Aside from Lee, Page and Robitaille, guest stars include Alex Trebek, Alan Thicke, k.d. lang, Jason Priestley and Paul Shaffer. James Van Der Beek also returns as Robin's first boyfriend, Simon.
Smulders says the episode features a new song from Robin's past, joining a canon of campy singles that already includes Sandcastles in the Sand and Let's Go To The Mall.
"[Creators] Carter [Bays] and Craig [Thomas] wrote just such an amazing, funny but really catchy song," she says.
"They have the ability to write these songs that are ridiculous and if you listen to the lyrics they make you laugh but they also will not get out of your head — which is unfortunate sometimes but it helps us a lot."
Smulders admits to suffering some real-life ribbing for being the sole Canadian among the ensemble. She says even banal references to actual Canadian mainstays get dismissive guffaws from co-stars.
"They thought that MuchMusic was something that I made up. And I was like, 'No. It was a big deal'," Smulders says of U.S. co-stars including Josh Radnor, Jason Segel and Alyson Hannigan.
"The cast is like, 'Oh wait, that was a thing?' And I'm like, 'It was like MTV and I wanted to be a VJ, like, so bad — so badly — when I was a kid.' But they didn't believe me."
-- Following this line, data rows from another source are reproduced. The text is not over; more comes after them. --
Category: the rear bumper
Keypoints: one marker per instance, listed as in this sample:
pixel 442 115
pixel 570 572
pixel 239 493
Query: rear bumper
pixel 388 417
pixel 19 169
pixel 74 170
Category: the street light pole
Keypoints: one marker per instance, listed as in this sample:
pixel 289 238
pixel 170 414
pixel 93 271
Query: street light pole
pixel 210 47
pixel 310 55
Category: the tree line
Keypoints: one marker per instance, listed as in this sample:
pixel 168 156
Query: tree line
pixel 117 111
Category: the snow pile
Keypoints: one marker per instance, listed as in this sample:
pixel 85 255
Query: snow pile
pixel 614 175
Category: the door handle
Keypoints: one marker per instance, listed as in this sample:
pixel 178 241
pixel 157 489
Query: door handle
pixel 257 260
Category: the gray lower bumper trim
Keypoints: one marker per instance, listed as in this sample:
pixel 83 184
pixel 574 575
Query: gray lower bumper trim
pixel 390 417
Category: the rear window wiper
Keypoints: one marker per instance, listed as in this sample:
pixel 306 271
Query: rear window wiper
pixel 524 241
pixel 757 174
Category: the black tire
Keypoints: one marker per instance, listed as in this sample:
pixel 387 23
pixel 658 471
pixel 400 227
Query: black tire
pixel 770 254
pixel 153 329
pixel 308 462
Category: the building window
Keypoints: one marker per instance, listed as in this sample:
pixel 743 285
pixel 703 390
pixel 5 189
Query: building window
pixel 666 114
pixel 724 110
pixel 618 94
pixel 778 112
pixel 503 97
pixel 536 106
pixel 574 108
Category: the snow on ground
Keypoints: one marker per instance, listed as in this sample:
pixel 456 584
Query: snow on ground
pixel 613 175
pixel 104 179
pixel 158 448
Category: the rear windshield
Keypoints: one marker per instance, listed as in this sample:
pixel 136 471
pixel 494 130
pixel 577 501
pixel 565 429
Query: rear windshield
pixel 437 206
Key episode for Robin and Barney
While silly, Smulders says the Canuck-themed episode actually offers a significant leap forward in the long-standing Robin-and-Barney saga.
"It's nice to have an episode where Robin can see how invested Barney is in this relationship and he acts this way that he would never act and [see] how he's changed a little bit," she says.
She notes that their relationship is closely tied to the show's main plot driver — discovering who is the mother of the two bored teens who appear at the beginning of each episode.
Introduced in the pilot back in 2005, the kids are begrudgingly listening to their father tell them he had an incredible story for them: "The story of how I met your mother."
Past episodes have said the mystery woman will be at Robin and Barney's wedding. When that wedding actually takes place is uncertain, Smulders admits.
"We will get to the wedding, eventually," she says.
"We just got picked up for season 9 so I don't know how that works into it. I thought that at the end of this season we would be at the wedding but now I'm not so sure about the timeline of it."
The Canadian-packed episode of How I Met Your Mother airs Monday on City and CBS.